International Women’s Day: A Celebration and a Call to Action

On March 5th, the U.S. Chamber of Commerce Foundation hosted their 10th Annual International Women’s Day Forum, “Marking a Milestone, Continuing the Momentum.” There, speakers focused not only on women’s economic empowerment, but also how they can leverage their expertise to contribute to the long-term health and well-being of communities in the U.S. and around the world.

Here are some key insights:

Education and the Future of Work for Women and Girls

  • “I don’t have to be a doctor to save people’s lives. Science, technology, engineering, and math can be so much more than engines,” said Rosie Carrion, a mechanical engineer in Abbott’s Professional Development Program. There, she is gaining experience across all of its businesses, including Vascular, Structural Heart, and Diagnostics.

  • “The private sector can use its brand and voice to shine a light on the issues that women, girls, and refugees are facing… It can move swiftly in a flexible and long-term way… All of [our] data is gender-disaggregated, from needs assessments to monitoring and evaluation, taking into account the different experiences of boys and girls,” said Sarah Smith, Senior Director of Education at the International Rescue Committee (IRC). Smith also spoke about the IRC’s partnership with the Sesame Workshop, which offers critical education to refugee children in the Syrian region. This project has become the single largest humanitarian intervention aimed at young children.

  • “How do we anticipate women’s needs for the fourth industrial revolution? The changing nature of the workforce, the gender pay gap, and other issues necessitate a lot of preparation and new skills training for women… The media isn’t giving enough attention to the fact that women – especially women of color – are more prone to displacement,” said Alejandra Y. Castillo, CEO of YWCA USA. Appointed by President Barack Obama, Castillo was the first Hispanic American woman to become the National Director of the U.S. Department of Commerce’s Minority Business Development Agency.

Gender Diversity and Women’s Leadership

  • “We don’t just measure what we treasure… we use the data to identify an opportunity and fill the gap,” said Angela Guy, the Senior Vice President, Diversity and Inclusion at L’Oréal USA. She spoke about how we can progress toward workplace inclusion by expanding the conversation beyond gender and focusing on intersectionality, taking into account other facets of identity such as race, ability, and sexual orientation.
  • “At Procter & Gamble, we have a global footprint through our advertising and partnerships to be a force for good and for growth… We believe that with representation comes the opportunity for innovation, creativity, and diverse experiences,” said Allison Tummon Kamphuis, Global Program Leader, Gender Equality and Children’s Safe Drinking Water at Procter & Gamble. 

  • “Women are an untapped resource of the economy, both in the developing and the developed world. Stimulating that sector is a core business activity, not just corporate social responsibility,” said Jim Jones, founding Executive Vice President at the Global Alliance on Vaccines and Immunizations (GAVI) Fund. He is currently the Director of Global Community Programs and Strategy at the ExxonMobil Foundation, where he oversees major grant-making programs in global health, women’s economic opportunities, and U.S. math and science education.

Women’s Entrepreneurship

  • “Only two percent of venture capital goes to women, and those women have to work extremely hard to get there,” said Ximena Hartsock, Co-Founder and CEO of Phone2Action. She is a pioneer of civic tech, empowering citizens and democratizing access to legislators and other key decision-makers.

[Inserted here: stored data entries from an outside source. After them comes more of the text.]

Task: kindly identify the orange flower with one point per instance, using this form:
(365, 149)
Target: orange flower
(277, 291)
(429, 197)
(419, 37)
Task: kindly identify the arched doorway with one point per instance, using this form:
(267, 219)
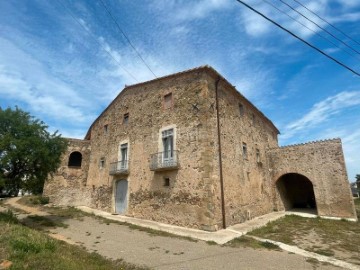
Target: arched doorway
(121, 188)
(297, 193)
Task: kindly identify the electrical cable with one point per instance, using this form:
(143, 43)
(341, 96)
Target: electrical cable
(333, 26)
(312, 30)
(299, 38)
(322, 28)
(92, 35)
(127, 38)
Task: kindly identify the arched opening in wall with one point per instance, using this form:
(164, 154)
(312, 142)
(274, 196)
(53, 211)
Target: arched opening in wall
(75, 159)
(297, 193)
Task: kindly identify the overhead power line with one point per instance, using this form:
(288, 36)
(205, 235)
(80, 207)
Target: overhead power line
(312, 30)
(299, 38)
(127, 38)
(322, 28)
(324, 20)
(101, 45)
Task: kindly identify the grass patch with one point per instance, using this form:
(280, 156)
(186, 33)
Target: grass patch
(31, 249)
(150, 231)
(8, 217)
(34, 200)
(245, 241)
(43, 221)
(325, 252)
(338, 238)
(67, 212)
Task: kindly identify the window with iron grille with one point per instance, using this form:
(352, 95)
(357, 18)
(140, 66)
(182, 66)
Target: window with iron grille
(126, 118)
(168, 101)
(244, 151)
(168, 144)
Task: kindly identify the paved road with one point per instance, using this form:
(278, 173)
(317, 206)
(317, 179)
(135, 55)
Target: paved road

  • “I remember sitting in meetings in the early days of Birchbox and feeling like, whatever I said, all the investors heard was, ‘I love lip gloss,’” said Katie Beauchamp, Co-Founder and CEO of Birchbox. She spoke about being underestimated by men and how a lack of female role models in the business world affected her ability to navigate the male-dominated ecosystem.

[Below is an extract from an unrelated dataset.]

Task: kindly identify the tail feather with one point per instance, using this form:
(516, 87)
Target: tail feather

  • “Latino-owned businesses are the fastest growing in the U.S., so why do investors still not believe in them?” said Melissa L. Bradley, Co-Founder of Ureeka, a platform that provides key resources to small and medium-sized businesses owned by under-represented groups, such as women and people of color. Ureeka offers access to, for example, a collaborative community, mentoring, coaching, and a specialist marketplace.

Our Commitment:

The Foundation for a Smoke-Free World has a comprehensive Gender Policy, created in close consultation with global health and agriculture experts, which documents our commitment to gender equality and the application of a gender perspective to all of our work. We strive to secure women’s involvement in the leadership of institutions submitting proposals, in capacity-building programs, as the participants of research, and as the implementers and beneficiaries of interventions. Capacity-building efforts apply to health sciences, agricultural science and interventions, business entrepreneurship, and advocacy. All of our grantees are required to ensure leadership opportunities for women and women’s equitable participation throughout project development, implementation, and reporting phases.